Food Engineering

Packaging weight-loss resolution met two years early

March 1, 2010


Kraft Foods has greatly reduced its use of packaging materials in a variety of products with its Packaging Eco-Calculator, a tool that helps designers create efficient packaging. Source: Kraft Foods.


Kraft Foods set out in 2005 to lose weight in packaging materials throughout its supply chain. Starting the year 2010 off right, the company finds it has eliminated 150 million pounds of excess packaging, exceeding its goal two years ahead of schedule.

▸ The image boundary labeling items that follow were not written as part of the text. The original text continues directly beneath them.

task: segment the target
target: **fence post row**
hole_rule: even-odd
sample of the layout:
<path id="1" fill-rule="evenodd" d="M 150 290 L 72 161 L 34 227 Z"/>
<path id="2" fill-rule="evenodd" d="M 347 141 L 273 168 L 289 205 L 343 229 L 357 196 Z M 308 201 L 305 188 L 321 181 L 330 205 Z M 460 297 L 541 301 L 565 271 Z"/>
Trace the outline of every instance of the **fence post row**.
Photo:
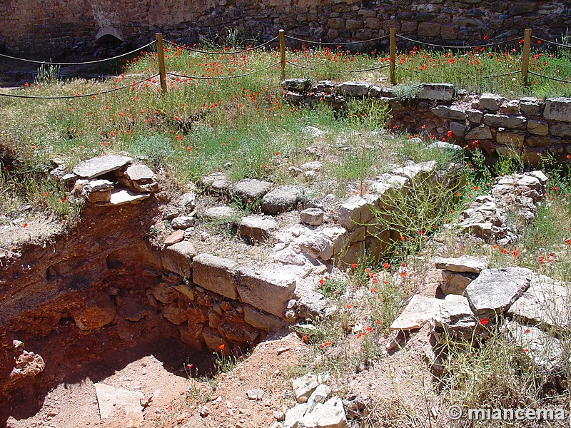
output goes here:
<path id="1" fill-rule="evenodd" d="M 163 93 L 166 93 L 166 69 L 165 68 L 165 51 L 163 48 L 163 34 L 157 33 L 156 53 L 158 59 L 158 76 L 161 80 L 161 90 Z"/>
<path id="2" fill-rule="evenodd" d="M 286 79 L 286 31 L 281 29 L 278 31 L 280 39 L 280 67 L 281 68 L 281 80 Z M 397 58 L 397 45 L 396 45 L 396 29 L 390 30 L 390 62 L 389 79 L 392 85 L 397 83 L 396 78 L 396 58 Z M 531 29 L 525 29 L 523 37 L 523 52 L 522 55 L 522 80 L 524 85 L 527 85 L 527 74 L 530 68 L 530 56 L 531 51 Z M 163 34 L 157 33 L 156 36 L 156 50 L 158 59 L 158 74 L 161 80 L 161 89 L 163 93 L 166 93 L 166 70 L 165 68 L 165 55 L 163 46 Z"/>

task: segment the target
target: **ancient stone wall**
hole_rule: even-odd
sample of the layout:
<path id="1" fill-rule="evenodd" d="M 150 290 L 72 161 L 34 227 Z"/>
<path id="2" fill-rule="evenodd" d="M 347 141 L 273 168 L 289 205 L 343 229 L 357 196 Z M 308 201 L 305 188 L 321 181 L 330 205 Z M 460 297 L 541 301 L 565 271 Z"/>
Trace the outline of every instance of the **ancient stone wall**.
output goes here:
<path id="1" fill-rule="evenodd" d="M 2 6 L 0 49 L 45 58 L 92 52 L 96 39 L 106 34 L 134 46 L 150 41 L 157 31 L 194 43 L 224 35 L 228 29 L 267 40 L 283 28 L 292 36 L 340 43 L 395 28 L 423 41 L 462 44 L 485 36 L 520 36 L 525 28 L 555 39 L 571 25 L 571 2 L 537 0 L 6 0 Z"/>

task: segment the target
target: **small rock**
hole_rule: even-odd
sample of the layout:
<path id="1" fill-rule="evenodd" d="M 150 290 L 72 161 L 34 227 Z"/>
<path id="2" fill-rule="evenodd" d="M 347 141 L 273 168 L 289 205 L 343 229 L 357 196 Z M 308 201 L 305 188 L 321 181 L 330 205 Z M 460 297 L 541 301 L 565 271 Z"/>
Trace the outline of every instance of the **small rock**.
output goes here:
<path id="1" fill-rule="evenodd" d="M 299 213 L 299 219 L 303 224 L 318 226 L 323 223 L 323 214 L 319 208 L 306 208 Z"/>
<path id="2" fill-rule="evenodd" d="M 189 215 L 180 215 L 173 219 L 171 225 L 173 229 L 186 229 L 194 225 L 194 218 Z"/>
<path id="3" fill-rule="evenodd" d="M 248 397 L 248 399 L 262 399 L 262 397 L 263 397 L 263 389 L 261 388 L 248 389 L 246 391 L 246 396 Z"/>
<path id="4" fill-rule="evenodd" d="M 202 417 L 206 417 L 207 416 L 208 416 L 208 414 L 210 414 L 210 412 L 208 411 L 208 408 L 206 406 L 203 406 L 202 407 L 201 407 L 200 415 Z"/>

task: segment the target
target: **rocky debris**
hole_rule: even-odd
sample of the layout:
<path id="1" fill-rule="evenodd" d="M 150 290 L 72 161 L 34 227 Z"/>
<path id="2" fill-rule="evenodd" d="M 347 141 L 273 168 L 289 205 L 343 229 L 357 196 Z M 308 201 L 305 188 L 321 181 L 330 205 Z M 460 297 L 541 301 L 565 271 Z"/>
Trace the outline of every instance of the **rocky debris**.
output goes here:
<path id="1" fill-rule="evenodd" d="M 529 288 L 532 271 L 525 268 L 485 269 L 464 292 L 478 317 L 499 315 Z"/>
<path id="2" fill-rule="evenodd" d="M 81 178 L 94 178 L 114 171 L 133 162 L 131 158 L 109 155 L 80 162 L 74 167 L 74 173 Z"/>
<path id="3" fill-rule="evenodd" d="M 200 185 L 206 192 L 227 195 L 232 183 L 228 179 L 224 173 L 213 173 L 203 177 Z"/>
<path id="4" fill-rule="evenodd" d="M 194 225 L 194 217 L 191 215 L 179 215 L 171 222 L 173 229 L 188 229 Z"/>
<path id="5" fill-rule="evenodd" d="M 184 230 L 175 230 L 165 238 L 164 245 L 166 246 L 172 245 L 176 243 L 180 243 L 184 239 Z"/>
<path id="6" fill-rule="evenodd" d="M 440 289 L 444 295 L 463 295 L 464 290 L 472 281 L 477 277 L 477 273 L 461 273 L 452 270 L 443 270 L 442 279 L 444 281 Z"/>
<path id="7" fill-rule="evenodd" d="M 15 383 L 24 377 L 33 377 L 44 371 L 46 363 L 41 355 L 24 350 L 24 342 L 19 340 L 14 340 L 12 344 L 17 354 L 9 376 L 9 383 Z"/>
<path id="8" fill-rule="evenodd" d="M 478 325 L 477 321 L 468 299 L 451 294 L 440 301 L 440 312 L 435 319 L 435 325 L 455 339 L 470 340 Z"/>
<path id="9" fill-rule="evenodd" d="M 238 226 L 238 234 L 253 243 L 267 241 L 273 232 L 278 230 L 278 223 L 273 218 L 259 215 L 243 217 Z"/>
<path id="10" fill-rule="evenodd" d="M 280 185 L 262 198 L 262 210 L 276 215 L 294 209 L 301 198 L 301 189 L 297 185 Z"/>
<path id="11" fill-rule="evenodd" d="M 308 373 L 291 381 L 293 395 L 298 403 L 306 403 L 313 391 L 321 384 L 325 383 L 327 378 L 320 374 Z"/>
<path id="12" fill-rule="evenodd" d="M 125 170 L 123 177 L 127 180 L 126 187 L 133 188 L 139 192 L 156 192 L 158 190 L 156 177 L 151 168 L 146 165 L 130 165 Z"/>
<path id="13" fill-rule="evenodd" d="M 487 268 L 485 258 L 463 255 L 459 258 L 443 258 L 437 257 L 434 260 L 437 269 L 444 269 L 453 272 L 480 273 Z"/>
<path id="14" fill-rule="evenodd" d="M 545 193 L 547 177 L 540 170 L 495 179 L 490 195 L 478 196 L 463 211 L 461 232 L 483 239 L 492 238 L 502 245 L 516 239 L 507 223 L 507 214 L 525 221 L 535 216 L 536 203 Z"/>
<path id="15" fill-rule="evenodd" d="M 560 372 L 563 365 L 561 342 L 539 328 L 510 321 L 504 325 L 508 338 L 546 374 Z"/>
<path id="16" fill-rule="evenodd" d="M 73 305 L 69 312 L 78 328 L 92 330 L 113 321 L 116 308 L 108 295 L 101 295 Z"/>
<path id="17" fill-rule="evenodd" d="M 531 285 L 507 311 L 526 322 L 548 327 L 566 328 L 571 325 L 568 285 L 545 275 L 534 274 Z"/>
<path id="18" fill-rule="evenodd" d="M 143 423 L 145 397 L 142 392 L 114 388 L 104 383 L 95 384 L 99 415 L 103 422 L 112 419 L 121 427 L 137 428 Z"/>
<path id="19" fill-rule="evenodd" d="M 78 180 L 76 184 L 81 187 L 81 195 L 89 202 L 109 202 L 111 198 L 113 183 L 108 180 Z"/>
<path id="20" fill-rule="evenodd" d="M 233 217 L 236 217 L 238 211 L 232 207 L 221 205 L 208 208 L 204 211 L 202 217 L 209 220 L 227 220 L 231 219 Z"/>
<path id="21" fill-rule="evenodd" d="M 323 223 L 324 214 L 320 208 L 305 208 L 299 213 L 299 219 L 303 224 L 318 226 Z"/>
<path id="22" fill-rule="evenodd" d="M 231 194 L 243 203 L 252 203 L 261 199 L 273 187 L 273 183 L 269 181 L 245 178 L 234 183 Z"/>
<path id="23" fill-rule="evenodd" d="M 348 419 L 360 421 L 369 414 L 370 400 L 366 396 L 348 395 L 343 400 L 343 407 Z"/>
<path id="24" fill-rule="evenodd" d="M 246 392 L 246 396 L 248 399 L 262 399 L 263 397 L 263 389 L 256 388 L 256 389 L 248 389 Z"/>
<path id="25" fill-rule="evenodd" d="M 390 325 L 393 331 L 418 330 L 433 320 L 440 310 L 441 299 L 415 295 L 398 317 Z"/>
<path id="26" fill-rule="evenodd" d="M 310 409 L 306 404 L 298 404 L 286 414 L 284 428 L 345 428 L 347 417 L 341 399 L 332 397 Z"/>

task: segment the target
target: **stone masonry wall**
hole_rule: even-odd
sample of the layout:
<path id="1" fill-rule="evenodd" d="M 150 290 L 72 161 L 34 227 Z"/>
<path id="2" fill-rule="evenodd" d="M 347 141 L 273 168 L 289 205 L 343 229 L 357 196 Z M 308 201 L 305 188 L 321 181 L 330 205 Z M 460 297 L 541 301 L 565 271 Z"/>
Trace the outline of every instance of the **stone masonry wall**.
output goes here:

According to Jean Spence, executive vice president, research, development & quality (RDQ), employees were creative in finding opportunities to reduce packaging material while assuring convenience and safety. “We’ve invented a tool to help us design more efficiently. And we’re finding smarter source materials, reducing our footprint and thinking differently about packaging end of life,” she adds.

The greatest opportunity to influence the environmental impact based on a package’s size is early in the design phase. Kraft developed its Packaging Eco-Calculator-a tool that helps designers create efficient and optimized packaging.

Oscar Mayer Deli Creations packaging was redesigned with 30% less paperboard, uses less shelf space and is expected to keep 1.2 million pounds of packaging out of landfills per year. In addition, according to Perfecto Perales, senior director for RDQ packaging research, Kraft reduced headspace in Oreo Cakesters packaging, resulting in a 12% smaller carton. 

In Europe, the removal of packaging layers from Milka chocolate bars decreased package weight by 60% and eliminates 5.7 million pounds of packaging material per year. In Australia, Kraft salad dressing bottles were redesigned to eliminate more than 100,000 pounds of plastic per year, and more bottles can be shipped per truckload.

In addition to design changes, material changes can have an impact. In the UK, Kraft sells Kenco coffee in refill bags to complement glass jars. The bags use 97% less packaging material by weight than a new jar and less energy in the packaging conversion process. In North America, Maxwell House, Yuban and Nabob coffee brands are now packaged in composite paperboard that weighs 30% less than the former cans. The paperboard uses 50% recycled content and is expected to eliminate 8.5 million pounds of packaging.